Madness Monday - Joannes Abeel, "an alleged lunatic", was baptized on April 8, 1722 in Albany

Joannes (John), eldest son of Christoffel Abeel and Margarita Bries, was baptised in Albany on April 8, 1722, and was described in 1872 by J. Munsell in his "Contributions for the genealogies of the first settlers of the ancient county of Albany from 1630 to 1800" as "an alleged lunatic": 

In 1899 H. Whittmore gave additional detail about Joannes' life in his book "The Abeel and allied families": 

Joannes wasn't mad at all. In 1748 John settled in Minden, a short distance from Fort Plain. He erected a stone dwelling upon a knoll directly above the flats. He first married the daughter of a Seneca chief in an Indian ceremony and had a son, later chief Corn Plant (Ki On-Twog-Ky). On September 22, 1759, Joannes married Mary Knouts and had additional issue.  
Joannes was taken prisoner by Indians in October 1780 and expected immediate death, but when chief Corn Plant addressed him as father, his safety was secured. Soon Joannes was able to return to his white family. 

His parents, Christoffel Abeel and Margarita Bries, had married on September 23, 1720. Christoffel had been baptised in New York on December 16, 1696, as son of Johannes (John) Abeel, mayor of Albany in 1994-5 and 1709-10, and Catalina Schuyler. After losing his father at age 13, John had become a successful trader and merchant. John had died on January 28, 1711, aged 44. He was originally buried in the Second Dutch Reformed Church Cemetery on Beaver Street, one of several downtown burial grounds that had their remains removed to Albany Rural Cemetery in the 1830s.  

Christoffel Abeel had been named after his grandfather, master carpenter Stoffel Janse Abeel, who had been born in The Netherlands.
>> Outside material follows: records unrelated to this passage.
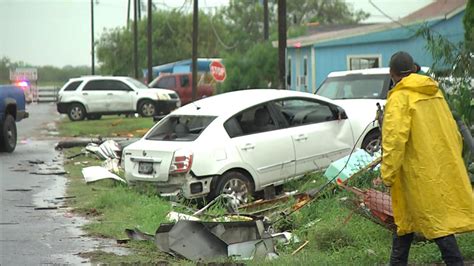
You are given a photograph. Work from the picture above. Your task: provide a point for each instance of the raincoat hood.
(418, 83)
(422, 162)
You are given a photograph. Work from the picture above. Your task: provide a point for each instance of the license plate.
(145, 168)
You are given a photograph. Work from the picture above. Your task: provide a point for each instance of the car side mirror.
(341, 113)
(157, 118)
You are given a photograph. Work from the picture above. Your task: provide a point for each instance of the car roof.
(232, 102)
(99, 77)
(368, 71)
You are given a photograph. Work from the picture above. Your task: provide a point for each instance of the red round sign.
(217, 71)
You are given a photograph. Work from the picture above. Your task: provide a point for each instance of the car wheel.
(371, 142)
(236, 184)
(146, 108)
(94, 117)
(76, 112)
(8, 134)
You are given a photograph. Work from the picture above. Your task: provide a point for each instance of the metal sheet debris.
(95, 173)
(195, 242)
(204, 241)
(177, 216)
(136, 234)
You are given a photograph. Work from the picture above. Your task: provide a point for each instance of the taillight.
(182, 161)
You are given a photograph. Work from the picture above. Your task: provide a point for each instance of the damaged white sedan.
(241, 142)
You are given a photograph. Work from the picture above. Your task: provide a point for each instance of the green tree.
(468, 21)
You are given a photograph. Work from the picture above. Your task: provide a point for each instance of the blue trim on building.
(332, 55)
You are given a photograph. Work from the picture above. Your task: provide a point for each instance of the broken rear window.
(180, 128)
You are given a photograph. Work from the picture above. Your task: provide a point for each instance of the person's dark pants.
(446, 244)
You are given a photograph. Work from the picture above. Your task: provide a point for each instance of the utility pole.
(265, 20)
(282, 43)
(195, 40)
(139, 9)
(150, 66)
(92, 39)
(135, 38)
(128, 15)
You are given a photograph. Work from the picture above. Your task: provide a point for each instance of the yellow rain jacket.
(422, 161)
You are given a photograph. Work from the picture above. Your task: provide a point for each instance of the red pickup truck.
(181, 83)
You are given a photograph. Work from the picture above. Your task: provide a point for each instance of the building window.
(363, 61)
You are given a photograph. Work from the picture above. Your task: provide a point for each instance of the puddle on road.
(69, 224)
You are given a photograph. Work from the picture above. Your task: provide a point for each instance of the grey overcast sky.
(57, 32)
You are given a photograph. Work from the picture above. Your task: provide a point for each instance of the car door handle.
(301, 137)
(248, 146)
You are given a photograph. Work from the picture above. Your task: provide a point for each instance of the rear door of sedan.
(320, 133)
(262, 144)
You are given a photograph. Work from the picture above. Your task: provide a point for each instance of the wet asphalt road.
(29, 236)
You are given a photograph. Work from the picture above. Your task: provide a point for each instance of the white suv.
(92, 96)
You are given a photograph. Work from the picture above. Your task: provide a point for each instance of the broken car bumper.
(190, 187)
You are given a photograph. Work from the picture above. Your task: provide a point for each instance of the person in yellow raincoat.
(423, 166)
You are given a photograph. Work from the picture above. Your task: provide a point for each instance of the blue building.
(335, 48)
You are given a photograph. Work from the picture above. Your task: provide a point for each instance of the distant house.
(332, 48)
(183, 66)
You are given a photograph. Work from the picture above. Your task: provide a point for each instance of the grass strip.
(336, 235)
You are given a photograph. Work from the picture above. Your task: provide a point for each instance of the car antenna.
(197, 107)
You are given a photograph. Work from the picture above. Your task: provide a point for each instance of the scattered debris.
(375, 204)
(108, 149)
(351, 165)
(46, 208)
(176, 216)
(300, 247)
(95, 173)
(203, 241)
(48, 172)
(35, 162)
(66, 197)
(138, 235)
(76, 142)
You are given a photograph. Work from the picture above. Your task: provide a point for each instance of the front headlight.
(163, 97)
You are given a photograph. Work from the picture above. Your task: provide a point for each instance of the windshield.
(137, 83)
(180, 128)
(355, 87)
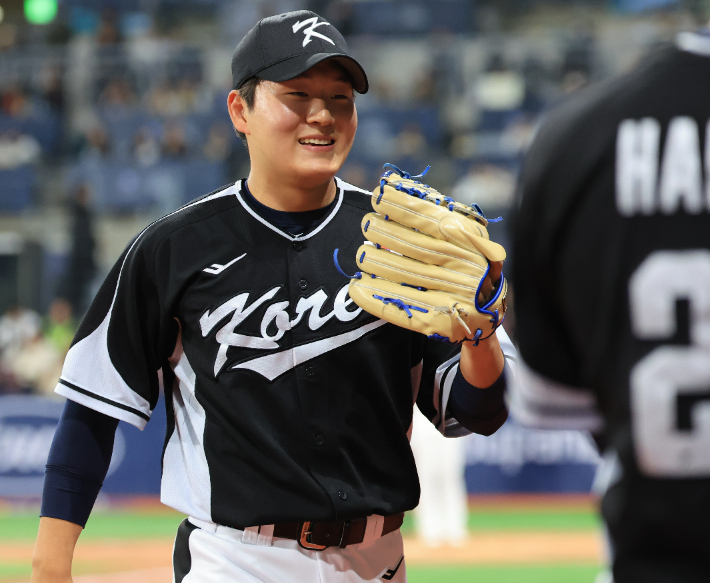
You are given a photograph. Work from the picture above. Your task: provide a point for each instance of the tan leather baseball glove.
(428, 264)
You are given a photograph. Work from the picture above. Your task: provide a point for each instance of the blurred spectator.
(174, 143)
(13, 102)
(490, 186)
(52, 89)
(95, 143)
(411, 141)
(146, 149)
(442, 514)
(60, 328)
(17, 326)
(118, 95)
(499, 88)
(18, 149)
(81, 267)
(107, 33)
(36, 366)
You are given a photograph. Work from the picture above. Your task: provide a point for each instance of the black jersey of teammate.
(612, 289)
(286, 401)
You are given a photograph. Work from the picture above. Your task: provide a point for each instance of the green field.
(157, 523)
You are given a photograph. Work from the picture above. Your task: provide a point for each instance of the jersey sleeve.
(548, 391)
(126, 335)
(439, 366)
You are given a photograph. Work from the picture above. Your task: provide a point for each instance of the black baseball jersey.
(286, 400)
(612, 288)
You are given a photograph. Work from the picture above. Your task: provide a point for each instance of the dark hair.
(247, 92)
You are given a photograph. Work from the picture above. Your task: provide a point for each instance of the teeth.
(316, 142)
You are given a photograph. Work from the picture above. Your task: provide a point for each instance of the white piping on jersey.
(186, 484)
(266, 223)
(276, 364)
(538, 401)
(443, 380)
(691, 42)
(80, 366)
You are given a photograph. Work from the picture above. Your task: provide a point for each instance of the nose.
(319, 113)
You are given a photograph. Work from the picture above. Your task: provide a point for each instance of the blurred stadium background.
(112, 113)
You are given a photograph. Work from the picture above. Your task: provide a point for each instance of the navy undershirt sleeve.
(482, 411)
(77, 464)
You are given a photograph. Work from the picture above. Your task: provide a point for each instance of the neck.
(273, 192)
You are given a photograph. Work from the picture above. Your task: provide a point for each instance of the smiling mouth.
(316, 142)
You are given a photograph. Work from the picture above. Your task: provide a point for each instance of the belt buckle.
(305, 540)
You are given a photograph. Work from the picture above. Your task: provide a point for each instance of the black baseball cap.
(281, 47)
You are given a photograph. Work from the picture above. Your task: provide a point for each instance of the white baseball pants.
(221, 554)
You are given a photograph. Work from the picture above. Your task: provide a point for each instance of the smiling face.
(300, 130)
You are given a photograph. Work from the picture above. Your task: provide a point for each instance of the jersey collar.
(339, 200)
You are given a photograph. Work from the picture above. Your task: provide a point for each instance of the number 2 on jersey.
(670, 387)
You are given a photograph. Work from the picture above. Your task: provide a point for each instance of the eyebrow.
(342, 77)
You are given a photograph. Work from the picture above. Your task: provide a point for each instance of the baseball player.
(612, 277)
(289, 406)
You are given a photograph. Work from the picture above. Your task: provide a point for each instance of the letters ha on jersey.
(644, 188)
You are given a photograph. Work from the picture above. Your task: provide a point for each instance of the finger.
(411, 243)
(496, 270)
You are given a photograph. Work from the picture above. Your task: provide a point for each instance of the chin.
(318, 171)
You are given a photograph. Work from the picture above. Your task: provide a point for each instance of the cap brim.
(299, 64)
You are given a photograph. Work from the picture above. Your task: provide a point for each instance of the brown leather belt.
(317, 536)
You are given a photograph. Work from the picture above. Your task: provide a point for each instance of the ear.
(238, 112)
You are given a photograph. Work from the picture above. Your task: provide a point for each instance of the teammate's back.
(612, 284)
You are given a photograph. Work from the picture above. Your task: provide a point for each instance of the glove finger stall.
(464, 230)
(429, 312)
(403, 270)
(416, 245)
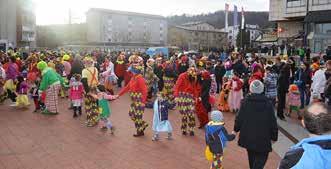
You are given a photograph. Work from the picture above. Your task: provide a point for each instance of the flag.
(235, 16)
(226, 17)
(242, 18)
(235, 23)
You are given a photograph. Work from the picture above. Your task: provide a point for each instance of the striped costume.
(136, 111)
(185, 103)
(169, 83)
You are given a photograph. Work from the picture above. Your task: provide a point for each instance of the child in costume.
(76, 95)
(224, 95)
(105, 111)
(22, 88)
(236, 93)
(34, 91)
(216, 139)
(160, 118)
(294, 100)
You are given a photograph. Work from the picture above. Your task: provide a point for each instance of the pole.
(241, 38)
(306, 24)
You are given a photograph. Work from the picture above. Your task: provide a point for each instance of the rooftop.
(101, 10)
(191, 29)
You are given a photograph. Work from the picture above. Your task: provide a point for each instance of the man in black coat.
(257, 125)
(219, 73)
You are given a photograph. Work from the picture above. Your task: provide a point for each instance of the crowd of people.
(198, 86)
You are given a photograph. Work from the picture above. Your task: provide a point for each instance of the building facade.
(307, 21)
(233, 31)
(17, 23)
(110, 27)
(197, 36)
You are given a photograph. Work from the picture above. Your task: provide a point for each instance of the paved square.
(34, 141)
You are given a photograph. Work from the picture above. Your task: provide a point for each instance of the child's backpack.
(216, 139)
(215, 143)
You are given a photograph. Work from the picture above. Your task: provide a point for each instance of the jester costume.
(185, 93)
(203, 106)
(151, 79)
(138, 93)
(51, 84)
(169, 77)
(90, 81)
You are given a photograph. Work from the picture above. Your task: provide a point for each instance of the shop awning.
(318, 16)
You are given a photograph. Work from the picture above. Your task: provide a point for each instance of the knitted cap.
(216, 116)
(66, 57)
(42, 65)
(256, 87)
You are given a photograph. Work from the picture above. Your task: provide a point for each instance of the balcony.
(26, 28)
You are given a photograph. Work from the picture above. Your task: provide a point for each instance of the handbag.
(208, 154)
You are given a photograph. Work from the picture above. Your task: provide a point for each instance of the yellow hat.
(66, 57)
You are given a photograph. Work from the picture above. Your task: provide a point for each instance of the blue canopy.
(157, 50)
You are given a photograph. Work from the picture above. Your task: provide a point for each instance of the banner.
(226, 17)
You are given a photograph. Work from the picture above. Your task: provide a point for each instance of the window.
(324, 28)
(295, 3)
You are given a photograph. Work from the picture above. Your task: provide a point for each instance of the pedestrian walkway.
(35, 141)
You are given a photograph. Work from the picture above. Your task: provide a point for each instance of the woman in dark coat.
(282, 88)
(303, 81)
(257, 125)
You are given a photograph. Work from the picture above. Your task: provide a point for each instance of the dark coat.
(283, 81)
(256, 123)
(219, 72)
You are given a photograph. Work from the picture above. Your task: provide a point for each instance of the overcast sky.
(56, 11)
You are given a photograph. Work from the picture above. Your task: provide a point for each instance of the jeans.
(257, 160)
(281, 103)
(304, 97)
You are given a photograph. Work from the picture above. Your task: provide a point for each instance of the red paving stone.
(34, 141)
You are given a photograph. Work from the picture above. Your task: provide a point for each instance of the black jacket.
(283, 82)
(256, 123)
(219, 72)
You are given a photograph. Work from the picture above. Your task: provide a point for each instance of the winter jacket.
(303, 76)
(312, 153)
(219, 72)
(294, 98)
(76, 91)
(283, 82)
(137, 84)
(256, 123)
(270, 83)
(318, 82)
(49, 78)
(184, 85)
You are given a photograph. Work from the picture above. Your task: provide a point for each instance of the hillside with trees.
(218, 18)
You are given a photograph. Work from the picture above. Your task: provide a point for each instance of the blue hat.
(134, 70)
(216, 116)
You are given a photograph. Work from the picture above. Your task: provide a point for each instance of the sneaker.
(103, 128)
(139, 134)
(155, 137)
(112, 130)
(169, 136)
(13, 104)
(191, 133)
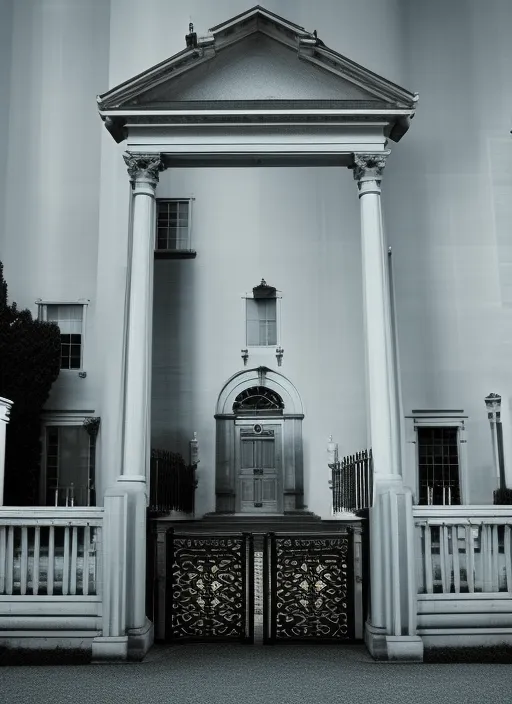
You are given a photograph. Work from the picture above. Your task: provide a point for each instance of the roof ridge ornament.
(191, 37)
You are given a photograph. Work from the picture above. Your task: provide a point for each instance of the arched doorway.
(259, 466)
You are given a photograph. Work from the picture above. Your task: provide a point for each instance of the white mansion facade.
(213, 243)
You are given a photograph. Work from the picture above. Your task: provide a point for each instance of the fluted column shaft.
(5, 409)
(143, 171)
(379, 364)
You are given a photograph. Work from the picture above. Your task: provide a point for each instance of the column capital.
(493, 405)
(5, 409)
(143, 167)
(369, 168)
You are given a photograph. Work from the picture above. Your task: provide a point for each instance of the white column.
(143, 170)
(391, 584)
(5, 409)
(368, 170)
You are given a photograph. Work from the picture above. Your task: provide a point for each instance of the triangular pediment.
(256, 60)
(256, 68)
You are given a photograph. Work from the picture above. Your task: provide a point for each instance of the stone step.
(259, 524)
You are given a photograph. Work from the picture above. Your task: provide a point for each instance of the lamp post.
(493, 405)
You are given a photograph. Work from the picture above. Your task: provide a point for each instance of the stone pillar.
(368, 170)
(143, 170)
(493, 405)
(390, 633)
(5, 409)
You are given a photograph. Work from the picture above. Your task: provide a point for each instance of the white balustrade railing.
(463, 549)
(50, 551)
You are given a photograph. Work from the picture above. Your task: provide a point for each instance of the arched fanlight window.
(258, 399)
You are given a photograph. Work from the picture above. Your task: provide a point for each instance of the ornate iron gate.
(210, 588)
(308, 591)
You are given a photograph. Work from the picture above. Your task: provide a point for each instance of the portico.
(345, 120)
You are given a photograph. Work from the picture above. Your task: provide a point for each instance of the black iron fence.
(352, 482)
(172, 483)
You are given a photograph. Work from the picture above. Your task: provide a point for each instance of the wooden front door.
(259, 459)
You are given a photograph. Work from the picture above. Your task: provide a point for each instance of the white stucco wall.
(298, 229)
(50, 218)
(446, 195)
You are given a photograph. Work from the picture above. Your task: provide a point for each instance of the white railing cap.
(51, 515)
(464, 513)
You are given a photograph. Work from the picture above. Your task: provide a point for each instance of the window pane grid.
(69, 318)
(173, 230)
(438, 466)
(261, 322)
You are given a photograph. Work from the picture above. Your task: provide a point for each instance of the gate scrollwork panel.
(308, 586)
(210, 590)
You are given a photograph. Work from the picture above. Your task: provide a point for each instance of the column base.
(140, 640)
(109, 649)
(392, 648)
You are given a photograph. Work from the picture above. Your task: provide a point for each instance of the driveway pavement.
(229, 674)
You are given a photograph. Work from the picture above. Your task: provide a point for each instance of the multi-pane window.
(438, 465)
(70, 466)
(261, 321)
(173, 225)
(69, 318)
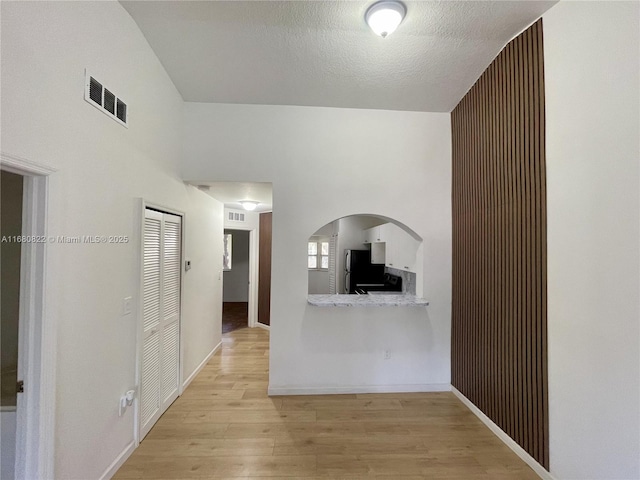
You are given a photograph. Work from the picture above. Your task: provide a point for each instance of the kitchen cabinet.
(392, 246)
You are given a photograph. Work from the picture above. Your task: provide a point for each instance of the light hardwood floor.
(225, 426)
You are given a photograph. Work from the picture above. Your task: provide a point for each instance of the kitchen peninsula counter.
(374, 300)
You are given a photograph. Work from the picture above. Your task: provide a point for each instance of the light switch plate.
(126, 306)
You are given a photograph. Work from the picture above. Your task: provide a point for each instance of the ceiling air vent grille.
(100, 97)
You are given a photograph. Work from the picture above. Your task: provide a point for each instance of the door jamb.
(253, 272)
(35, 435)
(142, 206)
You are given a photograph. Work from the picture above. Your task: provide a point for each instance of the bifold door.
(159, 385)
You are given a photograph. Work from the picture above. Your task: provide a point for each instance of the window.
(318, 255)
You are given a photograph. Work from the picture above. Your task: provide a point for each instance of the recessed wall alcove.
(365, 253)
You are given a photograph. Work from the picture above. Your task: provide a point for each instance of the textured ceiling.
(231, 193)
(322, 53)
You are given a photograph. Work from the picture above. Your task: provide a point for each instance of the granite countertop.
(377, 300)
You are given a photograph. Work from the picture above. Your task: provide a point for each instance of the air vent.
(95, 91)
(102, 98)
(109, 102)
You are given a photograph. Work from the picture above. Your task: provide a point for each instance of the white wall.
(103, 170)
(8, 442)
(327, 163)
(236, 281)
(592, 79)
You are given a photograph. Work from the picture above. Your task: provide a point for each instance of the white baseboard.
(186, 383)
(321, 390)
(506, 439)
(118, 462)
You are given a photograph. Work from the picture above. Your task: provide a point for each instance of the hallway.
(225, 426)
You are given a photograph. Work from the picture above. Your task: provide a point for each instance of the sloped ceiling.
(322, 53)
Both Stoffel's father and mother had fallen victim to the great plague which scourged all Europe in 1633, when Stoffel was around 12 years of age. He was placed in an orphanage and was taught the trade of a carpenter. Around 1647 Stoffel traveled to America, settling in Beaverwick, now Albany. In 1665 Stoffel made a voyage to Holland to receive a legacy from a deceased great uncle. He died in 1684.